Painting by Antoine Watteau

The Shepherds (French - Les Bergers) is a c. 1717 painting by Antoine Watteau, now in the Schloss Charlottenburg in Berlin. It is the most finished version of a composition later reused by the same artist in Pastoral Pleasure (c.1714-1716, Musée Condé).

==Description and themes==
It shows city-dwellers in the countryside pretending to be peasants. In the centre a young man dressed in an elegant doublet and a plumed beret dances what seems to be a minuet with a young woman in a satin dress whilst a musician plays for them. One other couple observes the dancers, another couple whispers to each other and a third plays with a swing. Several details are directly inspired by the work of Peter Paul Rubens - the musician, his neighbour, the shepherd embracing the woman next to him and the dog in the foreground. The affected character of the scene is heightened by the presence of a real shepherd, whose sheep graze in the far right background, almost hidden by bushes. Overall the painting transposes French pastoral poetry of the time into painted form.
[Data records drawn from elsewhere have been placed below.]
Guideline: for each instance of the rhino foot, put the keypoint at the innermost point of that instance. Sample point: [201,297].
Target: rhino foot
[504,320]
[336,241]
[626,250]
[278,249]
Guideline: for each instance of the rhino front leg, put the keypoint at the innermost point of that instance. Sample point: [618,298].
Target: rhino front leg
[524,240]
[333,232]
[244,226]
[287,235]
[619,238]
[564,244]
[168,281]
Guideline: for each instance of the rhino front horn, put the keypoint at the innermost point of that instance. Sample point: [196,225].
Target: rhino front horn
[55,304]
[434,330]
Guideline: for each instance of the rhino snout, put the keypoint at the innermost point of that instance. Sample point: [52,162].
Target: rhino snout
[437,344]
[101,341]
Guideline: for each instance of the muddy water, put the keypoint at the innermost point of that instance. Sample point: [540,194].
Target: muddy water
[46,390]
It refers to Poussin's Bergers d’Arcadie, but this is misleading since the pastoral paintings by Poussin show a mythological Arcadia peopled by idealised classical shepherds, with no trace of real contemporary shepherds. The shepherds painted by Watteau and written about by Fontenelle are instead 'half-true', as Fontenelle himself later explained:

So whence comes it that sheepfold scenes are pleasing despite the deception of characters which must always hurt them? Do we enjoy that they show us courtiers with a rudeness that makes them look much like real shepherds, that the delicacy and gallantry which they give to shepherds resembles that of courtiers? Definitely not; but the character of the shepherds is not false, taken in a certain way. We don't look at the baseness of their real cares, but at the little embarrassment that these cares cause. This baseness would exclude all that made for agreeable and gallant scenes; but instead the tranquility in these works serves well, and forms the sole foundation for all that is agreeable about the pastoral life. It takes away from truth to please the imagination; but it is not difficult to make [the viewer] content; it often only needs a half-truth.

The style is close to the shepherd-lovers and wrapped-up shepherdesses of abbé Du Bos. The figures' harmony with nature in Watteau's work was a convention in an aristocratic society which emulated an idealised pastoral state in the gardens of Versailles.